Come into God’s presence with thanksgiving.
Rise up, all people, to do the work of justice,
Open our hearts to listen to God’s call together.
Experience the teaching of our ancestors through our traditions and scriptures,
Apply them to your life and teach them to the next generation.
Take notice of where Jesus is nudging you,
And be filled with the Spirit in this time of worship.
Prayer of Brokenness/Confession
God of our Ancestors, we are grateful for Your faithfulness and regret when we have gone astray and not remembered the lessons of the past. We confess that we have repeated similar mistakes of exclusion, oppression, and marginalization that previous generations did. We believe we have come so far, ignorant of how we participate in systems and structures of oppression, even passively. Forgive us and call us into accountability. Remind us of the lessons of our ancestors, both their mistakes as well as their faithfulness, so we might learn, grow, and be examples for those who come after us. In Your name we pray. Amen.
God’s steadfast love endures forever. There is nothing that can separate us from God’s love. It cannot be diminished, it can only grow. So love freely! Forgive lavishly. Care fervently for others. Participate in God’s reign on earth, and see how the seeds of the kingdom grow, like a mustard seed planted in a field, when we live into God’s ways. Know that you are forgiven, loved, and restored. Amen.

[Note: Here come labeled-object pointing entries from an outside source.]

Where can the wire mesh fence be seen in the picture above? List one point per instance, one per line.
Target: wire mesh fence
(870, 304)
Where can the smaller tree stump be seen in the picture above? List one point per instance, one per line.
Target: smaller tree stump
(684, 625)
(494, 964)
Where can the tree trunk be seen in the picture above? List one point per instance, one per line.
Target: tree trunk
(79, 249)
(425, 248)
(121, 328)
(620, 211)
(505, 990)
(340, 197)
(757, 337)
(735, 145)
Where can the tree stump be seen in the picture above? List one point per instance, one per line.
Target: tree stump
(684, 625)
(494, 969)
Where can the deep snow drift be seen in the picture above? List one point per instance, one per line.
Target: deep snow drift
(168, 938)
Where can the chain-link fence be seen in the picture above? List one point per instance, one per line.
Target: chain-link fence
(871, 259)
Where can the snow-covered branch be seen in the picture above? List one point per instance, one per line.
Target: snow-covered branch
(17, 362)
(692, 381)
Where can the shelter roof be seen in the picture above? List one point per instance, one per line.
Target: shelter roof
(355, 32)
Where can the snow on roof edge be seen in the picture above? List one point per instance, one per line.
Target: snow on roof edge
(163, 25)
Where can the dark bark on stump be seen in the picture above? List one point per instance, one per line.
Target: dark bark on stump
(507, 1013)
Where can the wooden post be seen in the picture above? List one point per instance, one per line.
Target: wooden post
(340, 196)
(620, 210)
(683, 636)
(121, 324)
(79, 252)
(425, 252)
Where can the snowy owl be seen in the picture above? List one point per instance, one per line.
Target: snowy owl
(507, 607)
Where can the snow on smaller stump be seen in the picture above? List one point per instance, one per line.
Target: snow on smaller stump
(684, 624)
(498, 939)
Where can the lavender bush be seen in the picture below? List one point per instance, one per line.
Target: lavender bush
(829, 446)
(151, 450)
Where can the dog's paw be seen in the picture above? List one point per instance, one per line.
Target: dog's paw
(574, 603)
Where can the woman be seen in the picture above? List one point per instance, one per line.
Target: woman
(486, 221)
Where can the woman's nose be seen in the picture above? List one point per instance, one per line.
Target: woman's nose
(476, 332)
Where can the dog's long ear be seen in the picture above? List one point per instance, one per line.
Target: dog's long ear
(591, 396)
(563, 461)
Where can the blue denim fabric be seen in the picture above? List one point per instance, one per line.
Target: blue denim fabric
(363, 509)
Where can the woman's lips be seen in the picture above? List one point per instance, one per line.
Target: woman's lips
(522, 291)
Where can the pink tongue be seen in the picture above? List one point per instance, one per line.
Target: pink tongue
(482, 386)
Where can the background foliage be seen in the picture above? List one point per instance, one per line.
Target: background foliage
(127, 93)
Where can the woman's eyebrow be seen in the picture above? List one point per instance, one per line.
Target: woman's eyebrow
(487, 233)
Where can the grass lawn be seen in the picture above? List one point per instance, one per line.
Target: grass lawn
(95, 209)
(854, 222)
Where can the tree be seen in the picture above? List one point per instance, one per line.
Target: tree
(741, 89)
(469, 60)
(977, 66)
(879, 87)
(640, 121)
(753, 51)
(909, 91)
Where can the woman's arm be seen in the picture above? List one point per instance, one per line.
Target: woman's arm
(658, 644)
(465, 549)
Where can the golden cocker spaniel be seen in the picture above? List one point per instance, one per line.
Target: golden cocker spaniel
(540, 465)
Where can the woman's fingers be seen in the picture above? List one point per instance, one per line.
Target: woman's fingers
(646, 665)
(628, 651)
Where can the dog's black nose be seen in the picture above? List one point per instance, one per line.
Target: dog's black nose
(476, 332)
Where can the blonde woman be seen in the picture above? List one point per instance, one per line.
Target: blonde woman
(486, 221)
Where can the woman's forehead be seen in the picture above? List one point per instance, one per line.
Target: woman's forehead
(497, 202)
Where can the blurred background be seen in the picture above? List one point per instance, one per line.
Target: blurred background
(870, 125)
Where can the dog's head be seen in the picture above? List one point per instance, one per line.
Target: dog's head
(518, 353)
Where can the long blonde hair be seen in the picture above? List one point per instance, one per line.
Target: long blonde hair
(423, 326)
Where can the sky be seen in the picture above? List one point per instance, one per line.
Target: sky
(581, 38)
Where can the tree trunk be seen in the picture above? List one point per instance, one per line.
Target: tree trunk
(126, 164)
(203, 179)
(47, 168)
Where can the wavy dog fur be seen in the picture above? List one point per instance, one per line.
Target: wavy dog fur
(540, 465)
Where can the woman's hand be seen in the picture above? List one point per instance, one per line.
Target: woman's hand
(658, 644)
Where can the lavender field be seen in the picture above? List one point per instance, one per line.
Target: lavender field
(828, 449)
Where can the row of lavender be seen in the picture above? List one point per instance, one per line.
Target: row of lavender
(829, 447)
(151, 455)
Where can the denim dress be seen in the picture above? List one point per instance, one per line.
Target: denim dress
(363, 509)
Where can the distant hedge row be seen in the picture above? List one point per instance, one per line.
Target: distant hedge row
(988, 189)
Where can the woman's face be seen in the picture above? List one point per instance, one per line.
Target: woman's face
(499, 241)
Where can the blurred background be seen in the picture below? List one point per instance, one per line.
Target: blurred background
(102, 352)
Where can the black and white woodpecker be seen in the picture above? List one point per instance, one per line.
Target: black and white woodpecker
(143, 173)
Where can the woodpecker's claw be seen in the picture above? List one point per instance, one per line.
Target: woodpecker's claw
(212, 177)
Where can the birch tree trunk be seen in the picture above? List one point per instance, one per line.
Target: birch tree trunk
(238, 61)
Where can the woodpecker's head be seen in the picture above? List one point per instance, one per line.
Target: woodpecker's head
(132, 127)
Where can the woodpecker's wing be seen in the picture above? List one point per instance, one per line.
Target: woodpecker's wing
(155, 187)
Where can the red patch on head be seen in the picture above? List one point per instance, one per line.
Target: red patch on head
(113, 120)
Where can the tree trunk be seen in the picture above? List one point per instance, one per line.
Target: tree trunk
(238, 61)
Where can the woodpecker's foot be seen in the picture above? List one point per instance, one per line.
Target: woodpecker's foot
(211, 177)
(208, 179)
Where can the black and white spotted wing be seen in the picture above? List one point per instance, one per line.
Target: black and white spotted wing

God of Sabbath, help us to slow down from the busy world around us and find our rest in You. Guide us to set boundaries on our time and attention, so we may focus on You, the close ones we love, and ourselves. May we see Your gift of Sabbath as a habit to be cultivated, and the more we practice, the more it will grow. Help us to unplug and unwind. Remind us that even though there is always kin-dom work to do, justice to participate in, kindness to share, that You are in it for the long haul, and so we must be as well. Help us to not become burned out, but to burn our brightest after periods of rest. We thank You for the commandment of Sabbath—help us to hold on to it dearly. Amen.